2. Un somptueux antipendium des années 1430, probablement dessiné par Robert Campin, qui couvrait la façade de l’autel au cours des chapitres de l’ordre de la Toison d’Or. À voir également : une chasuble et un manteau marial. Petit à petit, les réunions de l’ordre chevaleresque prennent ici corps.
La croix du serment (1401–1402), richement sertie de pierres précieuses, sur laquelle les membres prononçaient leur vœu. Elle appartient d’abord à Jean de Berry, puis passe entre les mains de son petit-neveu Philippe le Bon, qui fait graver sur le socle les armoiries bourguignonnes et l’un de ses symboles : le double E.
L’épée licorne, œuvre de Gérard Loyet (vers 1470), à qui l’on doit aussi le célèbre reliquaire conservé à Liège. L’épée entre dans le patrimoine de Maximilien d’Autriche par héritage de Charles le Téméraire. Le fourreau n’est certes pas taillé dans une véritable corne de licorne, mais dans la défense d’un narval, quand même appelé… Licorne de mer.

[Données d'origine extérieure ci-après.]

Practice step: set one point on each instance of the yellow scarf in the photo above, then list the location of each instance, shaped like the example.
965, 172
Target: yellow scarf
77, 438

Un collier de l’ordre de la Toison d’Or, datant de la seconde moitié du XVe siècle — peut-être le plus ancien conservé de l’ordre. Mais ce n’est pas tout, dans ce musée, vous trouverez également des couteaux de table ayant appartenu au « trousseau » de Philippe le Bon, ainsi que des cuillères et des fourchettes provenant des Plats Pays bourguignons (XVe siècle), faites d’argent et de cristal. À cela s’ajoutent un poignard et une épée de Philippe le Beau (vers 1490), et enfin quelques tableaux qui valent le détour : les portraits de Marie de Bourgogne, attribués à Niklas Reiser, ceux de Charles le Téméraire et de Philippe le Beau, tous deux signés Rubens. Sans oublier le portrait de famille par Bernhard Strigel, représentant Maximilien et Marie de Bourgogne entourés de leurs enfants et petits-enfants (vers 1515).